Hmm…well, this is a quick read, and it’s one that book clubs will enjoy. I will not be choosing it for my Literary Masters book groups, however. I would recommend taking this novel to the beach or on an airplane, though–it’s a compelling read. The story is narrated by Schroder, aka Kennedy, who is writing some sort of apologia to his ex-wife (for one) because he kidnapped their daughter.
Here’s what I liked about it: it was, as I said, a quick read, one I didn’t have to exert too much brain power for, and I was in the mood for just that. Yes, it’s definitely a page-turner. I wanted to find out how reliable the narrator Schroder/Kennedy is. I wondered if we had a Humbert Humbert on our hands. The narrator in this instance admits to his duplicity up front. Hmm…is he believable? Is he forgivable?

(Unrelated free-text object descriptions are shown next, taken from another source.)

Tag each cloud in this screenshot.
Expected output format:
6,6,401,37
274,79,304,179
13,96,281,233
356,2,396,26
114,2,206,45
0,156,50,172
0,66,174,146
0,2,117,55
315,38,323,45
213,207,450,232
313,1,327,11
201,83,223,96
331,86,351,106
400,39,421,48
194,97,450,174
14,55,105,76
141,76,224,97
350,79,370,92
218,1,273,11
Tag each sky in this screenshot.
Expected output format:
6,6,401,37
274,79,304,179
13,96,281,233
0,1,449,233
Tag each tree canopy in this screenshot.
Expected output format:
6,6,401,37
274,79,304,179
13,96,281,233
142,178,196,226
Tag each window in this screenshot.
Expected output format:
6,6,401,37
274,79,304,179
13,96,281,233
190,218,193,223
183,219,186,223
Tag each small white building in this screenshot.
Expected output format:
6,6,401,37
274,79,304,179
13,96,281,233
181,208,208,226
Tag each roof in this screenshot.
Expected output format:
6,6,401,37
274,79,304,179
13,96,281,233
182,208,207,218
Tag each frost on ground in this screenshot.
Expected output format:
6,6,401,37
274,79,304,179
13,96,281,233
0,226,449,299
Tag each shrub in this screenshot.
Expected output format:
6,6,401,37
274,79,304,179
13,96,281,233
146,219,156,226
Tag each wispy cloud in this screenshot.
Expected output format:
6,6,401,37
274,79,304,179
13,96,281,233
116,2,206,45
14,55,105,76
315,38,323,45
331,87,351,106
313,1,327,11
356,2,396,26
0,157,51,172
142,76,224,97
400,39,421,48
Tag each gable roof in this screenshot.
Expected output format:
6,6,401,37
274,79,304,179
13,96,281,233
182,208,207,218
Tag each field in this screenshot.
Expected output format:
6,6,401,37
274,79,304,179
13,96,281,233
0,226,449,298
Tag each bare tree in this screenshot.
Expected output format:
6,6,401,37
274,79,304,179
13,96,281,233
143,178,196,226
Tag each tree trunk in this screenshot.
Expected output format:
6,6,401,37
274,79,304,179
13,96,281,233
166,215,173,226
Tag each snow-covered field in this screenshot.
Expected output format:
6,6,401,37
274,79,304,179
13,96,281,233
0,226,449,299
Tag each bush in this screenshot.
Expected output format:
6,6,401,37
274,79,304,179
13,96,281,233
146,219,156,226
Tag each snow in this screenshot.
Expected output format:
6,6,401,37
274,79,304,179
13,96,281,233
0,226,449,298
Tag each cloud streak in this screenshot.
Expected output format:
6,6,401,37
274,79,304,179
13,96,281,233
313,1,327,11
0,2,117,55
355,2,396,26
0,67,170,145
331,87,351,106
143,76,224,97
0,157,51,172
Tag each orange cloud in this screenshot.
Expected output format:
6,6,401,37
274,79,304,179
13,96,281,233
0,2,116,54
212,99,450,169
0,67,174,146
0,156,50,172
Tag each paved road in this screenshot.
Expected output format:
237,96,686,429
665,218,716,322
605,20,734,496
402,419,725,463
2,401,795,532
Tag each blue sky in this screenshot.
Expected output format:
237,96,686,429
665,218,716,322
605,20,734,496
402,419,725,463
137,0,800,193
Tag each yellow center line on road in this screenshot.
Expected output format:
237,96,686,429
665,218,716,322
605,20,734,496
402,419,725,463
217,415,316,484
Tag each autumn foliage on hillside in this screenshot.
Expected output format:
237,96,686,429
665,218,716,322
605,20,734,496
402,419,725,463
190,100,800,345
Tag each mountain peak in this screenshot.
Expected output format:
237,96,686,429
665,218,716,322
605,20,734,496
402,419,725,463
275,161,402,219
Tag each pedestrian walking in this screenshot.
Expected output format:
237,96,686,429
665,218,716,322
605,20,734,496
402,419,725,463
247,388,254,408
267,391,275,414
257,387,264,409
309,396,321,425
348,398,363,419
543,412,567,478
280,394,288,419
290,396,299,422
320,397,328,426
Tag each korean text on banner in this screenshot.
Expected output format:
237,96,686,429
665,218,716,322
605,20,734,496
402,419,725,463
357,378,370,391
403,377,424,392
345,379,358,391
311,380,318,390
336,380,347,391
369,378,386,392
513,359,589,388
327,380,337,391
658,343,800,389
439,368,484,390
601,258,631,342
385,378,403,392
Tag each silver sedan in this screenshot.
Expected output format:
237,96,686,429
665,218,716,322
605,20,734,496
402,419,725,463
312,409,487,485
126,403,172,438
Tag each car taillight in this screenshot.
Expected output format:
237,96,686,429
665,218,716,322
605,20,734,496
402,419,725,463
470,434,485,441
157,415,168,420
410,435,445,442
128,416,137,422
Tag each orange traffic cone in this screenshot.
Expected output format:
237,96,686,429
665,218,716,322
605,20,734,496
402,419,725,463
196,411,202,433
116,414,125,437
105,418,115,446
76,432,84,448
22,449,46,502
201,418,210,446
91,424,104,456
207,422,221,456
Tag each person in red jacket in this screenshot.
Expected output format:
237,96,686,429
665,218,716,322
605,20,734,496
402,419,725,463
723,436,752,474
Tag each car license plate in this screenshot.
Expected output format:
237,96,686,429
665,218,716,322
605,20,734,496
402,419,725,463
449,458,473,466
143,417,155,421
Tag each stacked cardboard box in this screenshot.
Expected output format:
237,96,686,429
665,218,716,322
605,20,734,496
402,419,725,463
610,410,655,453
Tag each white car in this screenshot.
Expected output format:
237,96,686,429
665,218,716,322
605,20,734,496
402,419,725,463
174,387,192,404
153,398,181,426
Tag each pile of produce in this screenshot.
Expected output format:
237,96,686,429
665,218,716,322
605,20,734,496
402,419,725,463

I liked that I really entered the head of Schroder/Kennedy. I think the author does a good job there. And I felt his love for his daughter, and hers for him.
Here’s what I would have liked more of: the bit about silences and pauses, and poetic reversals. I think she could have fleshed this out much, much more and developed a much more literary novel.
I wish I knew more about Schroder’s childhood and relationship with his parents. Although the author touches on the narrator’s background, she doesn’t give enough information to fully or convincingly explain the psychological reasons for what he is doing.
I wish I knew more about Schroder/Kennedy’s relationship with his ex-wife. Again, we get a bit of that, but much more would have illuminated the motives of the narrator/kidnapper and would have gotten this reader, at least, more invested in the story. We don’t get her perspective at all–or minimally, anyway–so the story feels rather flat.
I think the author has the bones of a great novel here, but I don’t think she layered those bones with enough muscle, sinew, and flesh to make it a literary book. I feel like when I try to “dig deep,” I hit the skeleton pretty quickly, and that is that–on to the next book.
I do love the name Amity Gaige, though.